Regents of the University of Minnesota—Twin Cities
2012 Development of New Cognitive Functional Instrumentation in Alzheimer's Disease
Existing tests of verbal fluency are widely used in clinical diagnosis of Alzheimer's disease. These tests are simple to administer; however, the standard scoring methods do not reliably detect changes in the very early predementia stages.

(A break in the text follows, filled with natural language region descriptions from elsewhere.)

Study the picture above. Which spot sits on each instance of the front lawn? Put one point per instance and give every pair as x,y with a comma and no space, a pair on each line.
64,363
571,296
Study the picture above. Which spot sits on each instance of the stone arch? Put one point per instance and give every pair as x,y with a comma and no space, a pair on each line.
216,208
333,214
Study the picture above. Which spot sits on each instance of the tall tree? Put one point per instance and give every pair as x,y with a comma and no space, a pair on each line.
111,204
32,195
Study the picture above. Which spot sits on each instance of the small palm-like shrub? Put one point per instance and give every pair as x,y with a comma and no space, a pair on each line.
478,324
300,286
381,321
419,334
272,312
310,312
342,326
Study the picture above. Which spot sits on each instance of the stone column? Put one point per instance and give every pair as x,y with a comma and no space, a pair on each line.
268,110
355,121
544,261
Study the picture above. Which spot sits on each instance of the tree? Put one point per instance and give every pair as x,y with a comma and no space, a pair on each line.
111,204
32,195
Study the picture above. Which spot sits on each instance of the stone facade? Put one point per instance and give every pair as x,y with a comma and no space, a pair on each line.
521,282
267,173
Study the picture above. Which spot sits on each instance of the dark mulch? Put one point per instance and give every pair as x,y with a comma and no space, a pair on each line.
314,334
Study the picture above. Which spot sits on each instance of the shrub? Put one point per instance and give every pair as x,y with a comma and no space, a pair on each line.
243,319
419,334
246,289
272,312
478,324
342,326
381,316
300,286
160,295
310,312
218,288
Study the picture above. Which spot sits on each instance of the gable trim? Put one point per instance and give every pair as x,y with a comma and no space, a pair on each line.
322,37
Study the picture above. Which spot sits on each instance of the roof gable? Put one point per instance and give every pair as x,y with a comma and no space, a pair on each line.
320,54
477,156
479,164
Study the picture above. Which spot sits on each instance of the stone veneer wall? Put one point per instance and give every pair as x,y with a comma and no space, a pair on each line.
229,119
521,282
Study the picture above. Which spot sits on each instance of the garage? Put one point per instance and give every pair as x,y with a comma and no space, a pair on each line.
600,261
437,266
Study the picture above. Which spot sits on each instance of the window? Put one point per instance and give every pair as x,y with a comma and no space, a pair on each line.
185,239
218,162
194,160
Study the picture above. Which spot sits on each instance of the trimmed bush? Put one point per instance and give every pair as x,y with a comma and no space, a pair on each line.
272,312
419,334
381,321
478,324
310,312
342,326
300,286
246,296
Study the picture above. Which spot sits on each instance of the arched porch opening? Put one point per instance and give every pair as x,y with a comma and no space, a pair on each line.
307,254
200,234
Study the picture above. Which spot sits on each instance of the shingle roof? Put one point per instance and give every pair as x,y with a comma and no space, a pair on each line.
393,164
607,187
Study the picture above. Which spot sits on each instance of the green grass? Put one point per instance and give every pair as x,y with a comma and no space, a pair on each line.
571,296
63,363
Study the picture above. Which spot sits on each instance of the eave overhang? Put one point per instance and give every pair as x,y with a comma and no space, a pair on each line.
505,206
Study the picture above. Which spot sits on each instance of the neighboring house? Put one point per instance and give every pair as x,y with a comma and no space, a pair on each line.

Serguei Pakhomov, Ph.D., proposes to develop a new method using automatic speech recognition and language technologies to analyze word timing and semantic information (how meaning is conveyed through signs and language). They plan to develop a specialized speech recognition system that will convert the voice of the person with Alzheimer's disease to a verbatim transcription. This tool will measure timing of words with subsecond precision and enable the analysis of hesitation, intonation and voice pitch informative of the individual's cognitive and emotional state. The proposed instrument will be implemented on mobile and telephone-based platforms, enabling remote voice collection useful for long-term in-home observation and large-scale clinical trials. The team will use an existing dataset from the Mayo Clinic Study of Aging and a cross-sectional sample of 90 volunteers with Alzheimer's disease, MCI and controls from the University of Minnesota Memory Clinic. The researchers will validate the new instrument on these datasets and relate instrument performance on semantic relatedness measures to neural markers of neurodegeneration obtained with fMRI.
This computerized cognitive evaluation methodology may prove to be a reliable way to characterize subtle early cognitive changes associated with risk of progressing to Alzheimer's disease.